Mardi 2 octobre 2012

Deux fois plus forte

C'est arrivé comme ça, pendant que j'étais en réunion. Une sensation vaguement nauséeuse, l'impression que l'estomac tourne à vide. Je n'avais pas ressenti ça, comme ça, depuis plus de deux ans. Alors j'ai ouvert mon agenda et je me suis mise à compter sur mes doigts. Je me suis dit, Oui, pourquoi pas ? L'idée s'est fixée non pas dans un coin de mon ventre, mais dans un coin de ma tête. Je me suis mise à compter de nouveau sur mes doigts. Ca donnerait fin juin un petit Gémeaux, ou un Cancer, comme moi. J'ai pensé ça. Pourtant, je n'en ai rien à faire de toutes ces histoires d'astrologie.

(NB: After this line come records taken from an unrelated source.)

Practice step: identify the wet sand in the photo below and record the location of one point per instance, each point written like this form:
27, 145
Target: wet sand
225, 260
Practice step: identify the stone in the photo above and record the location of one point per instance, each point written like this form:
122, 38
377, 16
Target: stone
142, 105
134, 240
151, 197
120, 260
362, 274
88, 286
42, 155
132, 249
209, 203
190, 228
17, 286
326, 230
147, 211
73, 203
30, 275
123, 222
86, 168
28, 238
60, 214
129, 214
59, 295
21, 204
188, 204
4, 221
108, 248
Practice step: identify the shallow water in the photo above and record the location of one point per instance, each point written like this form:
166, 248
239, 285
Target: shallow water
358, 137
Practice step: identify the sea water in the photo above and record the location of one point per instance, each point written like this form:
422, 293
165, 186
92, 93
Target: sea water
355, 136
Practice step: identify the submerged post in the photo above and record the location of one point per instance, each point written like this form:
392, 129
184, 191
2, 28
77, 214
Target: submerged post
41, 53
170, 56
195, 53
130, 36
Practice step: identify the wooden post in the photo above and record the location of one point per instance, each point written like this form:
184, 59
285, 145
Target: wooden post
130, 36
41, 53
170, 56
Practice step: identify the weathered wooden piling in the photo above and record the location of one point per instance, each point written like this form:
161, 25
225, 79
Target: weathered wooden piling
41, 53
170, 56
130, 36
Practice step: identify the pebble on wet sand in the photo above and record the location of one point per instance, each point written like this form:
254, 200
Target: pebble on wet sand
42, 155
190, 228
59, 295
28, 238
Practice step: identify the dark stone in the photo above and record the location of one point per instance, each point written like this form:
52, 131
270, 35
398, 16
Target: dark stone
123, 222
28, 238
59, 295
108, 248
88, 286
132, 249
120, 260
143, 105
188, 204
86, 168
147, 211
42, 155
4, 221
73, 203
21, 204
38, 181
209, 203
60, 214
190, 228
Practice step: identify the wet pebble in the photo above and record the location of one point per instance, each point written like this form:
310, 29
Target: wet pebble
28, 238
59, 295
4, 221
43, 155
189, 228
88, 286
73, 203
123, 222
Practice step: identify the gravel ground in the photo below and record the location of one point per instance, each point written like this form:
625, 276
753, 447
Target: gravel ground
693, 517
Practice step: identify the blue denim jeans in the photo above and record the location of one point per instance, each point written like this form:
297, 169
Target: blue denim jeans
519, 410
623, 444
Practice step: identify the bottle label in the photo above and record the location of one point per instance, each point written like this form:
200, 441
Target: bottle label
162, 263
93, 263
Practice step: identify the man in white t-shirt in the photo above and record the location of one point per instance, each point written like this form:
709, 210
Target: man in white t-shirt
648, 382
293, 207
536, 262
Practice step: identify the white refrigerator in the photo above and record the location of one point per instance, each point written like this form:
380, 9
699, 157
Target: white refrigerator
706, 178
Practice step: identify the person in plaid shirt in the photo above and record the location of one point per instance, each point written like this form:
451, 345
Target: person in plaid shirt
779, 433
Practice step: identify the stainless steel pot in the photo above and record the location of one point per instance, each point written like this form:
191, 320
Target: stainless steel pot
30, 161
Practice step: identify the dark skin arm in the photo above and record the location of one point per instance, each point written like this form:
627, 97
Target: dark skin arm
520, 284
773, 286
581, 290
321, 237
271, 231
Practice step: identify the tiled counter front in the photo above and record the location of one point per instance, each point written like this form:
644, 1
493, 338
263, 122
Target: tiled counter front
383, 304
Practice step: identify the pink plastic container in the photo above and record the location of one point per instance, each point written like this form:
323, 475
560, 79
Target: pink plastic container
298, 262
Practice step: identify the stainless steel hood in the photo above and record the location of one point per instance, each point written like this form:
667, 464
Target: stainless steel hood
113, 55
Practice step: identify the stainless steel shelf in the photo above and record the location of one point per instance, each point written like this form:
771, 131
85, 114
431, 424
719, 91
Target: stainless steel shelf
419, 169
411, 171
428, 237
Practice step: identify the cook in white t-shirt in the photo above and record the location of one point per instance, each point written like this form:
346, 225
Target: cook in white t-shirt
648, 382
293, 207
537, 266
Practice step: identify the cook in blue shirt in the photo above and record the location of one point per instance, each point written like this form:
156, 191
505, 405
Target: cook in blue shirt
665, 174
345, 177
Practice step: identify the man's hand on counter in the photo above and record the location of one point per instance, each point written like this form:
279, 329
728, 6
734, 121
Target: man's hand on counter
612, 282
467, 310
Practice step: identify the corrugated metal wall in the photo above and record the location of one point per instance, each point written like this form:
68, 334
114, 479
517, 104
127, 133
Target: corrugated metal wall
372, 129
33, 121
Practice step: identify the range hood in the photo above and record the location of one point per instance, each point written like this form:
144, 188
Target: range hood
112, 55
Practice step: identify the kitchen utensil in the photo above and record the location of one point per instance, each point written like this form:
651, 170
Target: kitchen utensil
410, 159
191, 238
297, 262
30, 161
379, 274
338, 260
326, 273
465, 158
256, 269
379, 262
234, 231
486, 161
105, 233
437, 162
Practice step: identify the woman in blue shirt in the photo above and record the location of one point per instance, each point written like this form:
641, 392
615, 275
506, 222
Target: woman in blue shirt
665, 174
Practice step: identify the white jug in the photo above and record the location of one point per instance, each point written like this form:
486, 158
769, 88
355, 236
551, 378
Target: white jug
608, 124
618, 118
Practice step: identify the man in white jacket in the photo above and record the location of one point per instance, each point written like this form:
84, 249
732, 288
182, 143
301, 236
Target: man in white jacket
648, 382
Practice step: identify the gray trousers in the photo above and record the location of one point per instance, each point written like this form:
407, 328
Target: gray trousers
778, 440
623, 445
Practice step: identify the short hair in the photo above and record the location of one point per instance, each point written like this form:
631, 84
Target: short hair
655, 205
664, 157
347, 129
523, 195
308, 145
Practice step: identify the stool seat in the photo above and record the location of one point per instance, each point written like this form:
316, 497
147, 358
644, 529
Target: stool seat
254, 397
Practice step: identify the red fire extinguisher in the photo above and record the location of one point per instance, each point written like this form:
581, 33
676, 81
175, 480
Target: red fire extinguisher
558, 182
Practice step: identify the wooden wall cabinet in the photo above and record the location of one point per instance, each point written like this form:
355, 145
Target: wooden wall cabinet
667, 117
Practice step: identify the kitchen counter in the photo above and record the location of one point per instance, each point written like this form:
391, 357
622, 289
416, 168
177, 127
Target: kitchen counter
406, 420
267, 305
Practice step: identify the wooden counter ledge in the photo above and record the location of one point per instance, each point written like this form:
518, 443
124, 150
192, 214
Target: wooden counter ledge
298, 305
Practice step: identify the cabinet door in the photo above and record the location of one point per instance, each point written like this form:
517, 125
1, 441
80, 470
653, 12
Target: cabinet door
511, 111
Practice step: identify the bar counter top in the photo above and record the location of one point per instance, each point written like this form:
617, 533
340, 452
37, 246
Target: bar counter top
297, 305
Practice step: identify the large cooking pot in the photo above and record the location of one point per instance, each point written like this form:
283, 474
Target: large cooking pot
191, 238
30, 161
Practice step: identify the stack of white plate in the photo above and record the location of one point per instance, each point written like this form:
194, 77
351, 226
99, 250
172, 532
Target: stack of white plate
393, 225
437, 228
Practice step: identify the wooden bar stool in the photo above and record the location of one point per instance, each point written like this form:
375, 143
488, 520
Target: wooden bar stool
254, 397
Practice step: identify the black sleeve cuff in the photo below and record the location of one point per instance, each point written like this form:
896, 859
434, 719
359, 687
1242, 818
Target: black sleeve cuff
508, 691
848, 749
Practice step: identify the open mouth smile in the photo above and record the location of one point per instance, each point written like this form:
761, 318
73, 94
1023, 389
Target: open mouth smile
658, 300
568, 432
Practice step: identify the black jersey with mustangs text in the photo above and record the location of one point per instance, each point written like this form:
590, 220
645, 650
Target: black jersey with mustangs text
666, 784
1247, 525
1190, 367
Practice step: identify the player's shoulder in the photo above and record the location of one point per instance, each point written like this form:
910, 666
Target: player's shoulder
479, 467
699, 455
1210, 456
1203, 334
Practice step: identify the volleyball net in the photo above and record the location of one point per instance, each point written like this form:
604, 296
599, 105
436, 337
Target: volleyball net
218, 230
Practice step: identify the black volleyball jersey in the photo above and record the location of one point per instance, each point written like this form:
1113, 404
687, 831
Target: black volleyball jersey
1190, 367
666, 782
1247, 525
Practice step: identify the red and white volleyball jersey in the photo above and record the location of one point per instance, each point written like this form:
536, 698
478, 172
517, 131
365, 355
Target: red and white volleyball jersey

Quelques jours sont passés. J'ai ressorti mon calendrier et je me suis dit qu'à partir du 10, je pourrais raisonnablement faire un test. Je me suis vue aller à la pharmacie et demander la petite boite rectangulaire, puis la glisser dans mon sac avec la boite de lait de la Sardine. Je me suis imaginée comment je pourrais l'annoncer à O. Je me répétais, Comment c'est la deuxième fois ? Je pensais à tout ça, pourtant les vagues sensations nauséeuses avaient disparu. Objectivement, il n'y avait plus aucun symptômes. Pourtant, je continuais de caresser doucement mon idée fixe. Une jolie idée, bien ronde, bien chaude. Mon secret, rien qu'à moi. Et en même temps, je me répétais, Je ne suis pas prête encore pour un autre enfant, c'est trop tôt, pas maintenant. Je me disais ça, mais je continuais d'ouvrir mon agenda et de tourner les pages pour calculer l'hypothétique date d'un début de congé maternité.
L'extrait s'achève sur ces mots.